Kolejny etap uszczelniania
Fiskus liczył, że dzięki wprowadzeniu nowego obowiązku zyska nawet 11,5 mld zł rocznie. Dzięki temu mógłby lepiej kontrolować przepływy miedzy kontami i łatwiej wychwytywać wyłudzenia.
To miał być kolejny etap uszczelniania systemu podatkowego, który pozwoli realizować rządowi obietnice wyborcze.
Na czym dokładnie polegałoby nowe prawo? Wyciągi z rachunków bankowych - co 24 godziny, wyłączając soboty i święta - musiałoby przekazywać w sumie około 80 tys. firm w kraju.

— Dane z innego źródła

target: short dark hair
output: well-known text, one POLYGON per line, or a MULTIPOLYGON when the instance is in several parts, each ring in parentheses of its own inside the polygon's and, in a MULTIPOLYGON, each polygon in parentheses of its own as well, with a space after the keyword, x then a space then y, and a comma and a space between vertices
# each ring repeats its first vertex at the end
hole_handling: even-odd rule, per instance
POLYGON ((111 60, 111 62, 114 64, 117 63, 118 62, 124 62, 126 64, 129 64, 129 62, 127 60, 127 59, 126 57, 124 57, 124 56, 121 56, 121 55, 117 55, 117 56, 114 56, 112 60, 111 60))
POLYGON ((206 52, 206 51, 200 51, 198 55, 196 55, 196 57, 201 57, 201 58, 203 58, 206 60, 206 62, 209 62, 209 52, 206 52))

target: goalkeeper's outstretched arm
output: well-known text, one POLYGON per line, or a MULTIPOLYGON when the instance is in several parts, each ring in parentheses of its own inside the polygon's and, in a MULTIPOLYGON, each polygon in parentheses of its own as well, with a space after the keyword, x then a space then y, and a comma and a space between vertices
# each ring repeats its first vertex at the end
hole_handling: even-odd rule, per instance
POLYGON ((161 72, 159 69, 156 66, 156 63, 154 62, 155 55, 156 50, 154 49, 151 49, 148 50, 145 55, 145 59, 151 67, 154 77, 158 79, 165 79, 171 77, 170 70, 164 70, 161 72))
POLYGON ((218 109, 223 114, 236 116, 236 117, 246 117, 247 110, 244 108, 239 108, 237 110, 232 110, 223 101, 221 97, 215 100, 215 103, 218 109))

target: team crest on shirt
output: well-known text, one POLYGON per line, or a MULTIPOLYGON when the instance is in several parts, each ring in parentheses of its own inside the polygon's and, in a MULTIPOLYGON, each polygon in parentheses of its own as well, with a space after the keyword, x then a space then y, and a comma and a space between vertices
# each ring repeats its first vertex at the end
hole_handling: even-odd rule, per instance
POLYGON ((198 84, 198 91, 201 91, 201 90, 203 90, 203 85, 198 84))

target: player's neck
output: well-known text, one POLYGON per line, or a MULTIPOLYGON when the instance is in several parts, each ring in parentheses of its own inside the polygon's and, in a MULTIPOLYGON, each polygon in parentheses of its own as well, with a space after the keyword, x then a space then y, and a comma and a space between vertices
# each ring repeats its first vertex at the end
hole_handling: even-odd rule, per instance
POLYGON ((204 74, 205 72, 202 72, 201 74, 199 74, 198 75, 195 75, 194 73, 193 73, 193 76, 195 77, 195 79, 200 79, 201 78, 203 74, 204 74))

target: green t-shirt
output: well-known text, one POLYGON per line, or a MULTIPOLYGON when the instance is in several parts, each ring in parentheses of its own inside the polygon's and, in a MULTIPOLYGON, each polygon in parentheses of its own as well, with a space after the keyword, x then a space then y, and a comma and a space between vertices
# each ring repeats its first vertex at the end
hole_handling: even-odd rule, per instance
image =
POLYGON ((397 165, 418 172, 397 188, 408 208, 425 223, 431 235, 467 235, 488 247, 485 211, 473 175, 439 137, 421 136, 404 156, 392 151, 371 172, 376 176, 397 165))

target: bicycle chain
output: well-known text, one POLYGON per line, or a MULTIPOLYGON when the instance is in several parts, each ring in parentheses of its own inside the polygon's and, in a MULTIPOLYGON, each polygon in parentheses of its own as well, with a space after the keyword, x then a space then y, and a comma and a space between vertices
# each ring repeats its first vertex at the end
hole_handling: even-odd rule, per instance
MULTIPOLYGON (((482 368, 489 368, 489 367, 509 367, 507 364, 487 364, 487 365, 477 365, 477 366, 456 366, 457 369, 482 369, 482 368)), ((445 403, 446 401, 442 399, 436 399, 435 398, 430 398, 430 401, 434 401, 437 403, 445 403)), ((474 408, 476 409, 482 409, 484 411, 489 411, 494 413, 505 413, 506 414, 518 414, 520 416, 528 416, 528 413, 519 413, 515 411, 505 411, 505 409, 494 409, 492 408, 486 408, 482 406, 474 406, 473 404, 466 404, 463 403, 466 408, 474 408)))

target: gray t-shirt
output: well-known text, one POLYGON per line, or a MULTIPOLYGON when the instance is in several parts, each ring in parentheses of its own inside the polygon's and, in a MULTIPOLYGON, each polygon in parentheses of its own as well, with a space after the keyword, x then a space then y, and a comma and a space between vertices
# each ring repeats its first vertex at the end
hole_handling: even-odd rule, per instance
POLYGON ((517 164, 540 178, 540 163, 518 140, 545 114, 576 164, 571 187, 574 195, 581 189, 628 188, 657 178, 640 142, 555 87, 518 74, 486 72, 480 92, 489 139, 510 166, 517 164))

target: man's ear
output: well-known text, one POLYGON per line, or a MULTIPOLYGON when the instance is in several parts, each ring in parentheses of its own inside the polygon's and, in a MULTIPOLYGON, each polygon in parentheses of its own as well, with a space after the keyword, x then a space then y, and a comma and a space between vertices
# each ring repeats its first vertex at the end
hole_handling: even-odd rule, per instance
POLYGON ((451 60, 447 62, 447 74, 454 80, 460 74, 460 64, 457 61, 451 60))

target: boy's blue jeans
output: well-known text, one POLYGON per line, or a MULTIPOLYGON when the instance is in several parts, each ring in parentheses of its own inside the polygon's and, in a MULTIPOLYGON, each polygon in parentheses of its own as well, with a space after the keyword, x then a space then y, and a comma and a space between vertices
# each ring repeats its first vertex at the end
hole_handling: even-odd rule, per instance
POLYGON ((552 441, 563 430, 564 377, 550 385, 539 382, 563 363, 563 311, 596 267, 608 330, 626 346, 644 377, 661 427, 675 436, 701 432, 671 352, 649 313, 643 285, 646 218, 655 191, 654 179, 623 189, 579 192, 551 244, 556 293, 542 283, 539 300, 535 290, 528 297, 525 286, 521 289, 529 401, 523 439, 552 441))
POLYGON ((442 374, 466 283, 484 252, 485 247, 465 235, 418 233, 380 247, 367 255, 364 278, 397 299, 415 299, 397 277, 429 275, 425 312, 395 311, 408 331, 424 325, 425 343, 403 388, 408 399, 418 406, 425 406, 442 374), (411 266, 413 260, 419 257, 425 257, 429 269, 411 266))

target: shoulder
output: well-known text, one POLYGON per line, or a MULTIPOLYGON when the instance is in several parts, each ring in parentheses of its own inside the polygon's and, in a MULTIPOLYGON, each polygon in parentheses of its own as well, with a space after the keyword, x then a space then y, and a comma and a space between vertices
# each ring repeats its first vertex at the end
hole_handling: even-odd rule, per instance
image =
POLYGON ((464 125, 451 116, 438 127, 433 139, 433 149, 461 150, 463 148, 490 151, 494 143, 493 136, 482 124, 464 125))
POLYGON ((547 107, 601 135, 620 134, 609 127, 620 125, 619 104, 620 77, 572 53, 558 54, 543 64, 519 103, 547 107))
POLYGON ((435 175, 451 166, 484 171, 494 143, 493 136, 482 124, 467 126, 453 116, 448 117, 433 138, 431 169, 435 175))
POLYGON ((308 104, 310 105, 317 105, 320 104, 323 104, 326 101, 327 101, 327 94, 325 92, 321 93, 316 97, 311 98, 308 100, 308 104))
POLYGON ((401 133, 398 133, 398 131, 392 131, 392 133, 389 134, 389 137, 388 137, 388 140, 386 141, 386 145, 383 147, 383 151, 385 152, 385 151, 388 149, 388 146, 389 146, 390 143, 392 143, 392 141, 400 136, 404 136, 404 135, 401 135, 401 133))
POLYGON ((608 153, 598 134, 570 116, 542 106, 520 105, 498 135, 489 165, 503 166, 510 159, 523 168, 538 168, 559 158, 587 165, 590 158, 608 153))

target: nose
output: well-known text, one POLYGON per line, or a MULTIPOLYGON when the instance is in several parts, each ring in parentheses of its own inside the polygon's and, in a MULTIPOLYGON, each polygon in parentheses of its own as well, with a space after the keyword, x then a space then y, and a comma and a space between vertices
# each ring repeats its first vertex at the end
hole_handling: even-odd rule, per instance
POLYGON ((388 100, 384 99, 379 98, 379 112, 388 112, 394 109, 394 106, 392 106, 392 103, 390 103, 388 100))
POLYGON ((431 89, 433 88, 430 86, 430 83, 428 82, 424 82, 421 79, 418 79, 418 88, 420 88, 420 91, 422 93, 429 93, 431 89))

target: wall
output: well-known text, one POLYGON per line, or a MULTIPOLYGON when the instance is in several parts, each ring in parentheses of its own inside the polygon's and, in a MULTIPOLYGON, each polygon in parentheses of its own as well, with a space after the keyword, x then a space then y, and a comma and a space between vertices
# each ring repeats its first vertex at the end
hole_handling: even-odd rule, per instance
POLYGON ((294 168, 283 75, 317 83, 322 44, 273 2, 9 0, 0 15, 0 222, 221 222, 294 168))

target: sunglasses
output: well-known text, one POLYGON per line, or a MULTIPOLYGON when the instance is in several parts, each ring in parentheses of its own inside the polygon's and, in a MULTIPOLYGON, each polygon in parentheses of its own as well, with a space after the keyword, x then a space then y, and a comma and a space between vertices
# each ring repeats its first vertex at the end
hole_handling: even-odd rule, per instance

Obowiązek dotyczyłby zarówno dużych przedsiębiorców, jak i małe i średnie firmy. Projekt nie objąłby jedynie mikroprzedsiębiorców oraz jednostek sektora finansów publicznych. Pozostałe firmy musiałyby raportować dobowy stan konta za pośrednictwem banku lub spółdzielczej kasy oszczędnościowo-kredytowej.
W przypadku podatników posiadających rachunek bankowy w banku posiadającym adres siedziby lub oddziału poza obszarem Polski, obowiązek ten miałby być realizowany bezpośrednio przez podatnika.
Każdy taki wyciąg bankowy musiałby zawierać dane nadawcy jak i odbiorcy płatniczego. Obejmowałby nazwę i adres firm oraz NIP lub REGON. Dodatkowo numer rachunku nadawcy i rachunku obcego.
W dokumencie znajdować będzie się musiała oczywiście data i czas obciążenia rachunku nadawcy dokonania wpłaty gotówkowej, kwota i waluta, opis zlecenia i jego tytuł oraz informacja o numerze rachunku wirtualnego utworzonego w celu identyfikacji masowych płatności, jeżeli zlecenie płatnicze dotyczy uznania takiego rachunku.
Fiskus będzie miał też dostęp do salda rachunku przedsiębiorcy po realizacji zlecenia płatniczego – w przypadku danych przekazywanych przez bank lub spółdzielczą kasę oszczędnościowo – kredytową prowadzącą rachunek przedsiębiorcy.
Pozostaje STIR
Jeśli rząd zrezygnuje z obowiązku przesyłania dobowych wyciągów w postaci Jednolitego Pliku Kontrolnego, to wcale nie będzie oznaczać, że fiskus zrezygnuje z kontroli.
Jak wskazuje "DGP", w resorcie trwają prace nad innymi ustawami, które będą zapobiegać wyłudzeniom skarbowym. Jedną z nich jest tzw. STIR.
Będzie to system informatyczny, który będzie zbierał dane na temat wszystkich kont firmowych. Jeżeli fiskus uzna, że rachunek jest wykorzystywany do wyłudzeń podatkowych, to Krajowa Administracja Skarbowa będzie mogła go zablokować na 3 doby. A jeśli dobrze to uzasadni - to nawet na 3 miesiące.
Resort liczy, że w ten sposób uda mu się osiągnąć ten sam cel co przy nowelizacji Ordynacji podatkowej, ale znacznie mniejszym kosztem.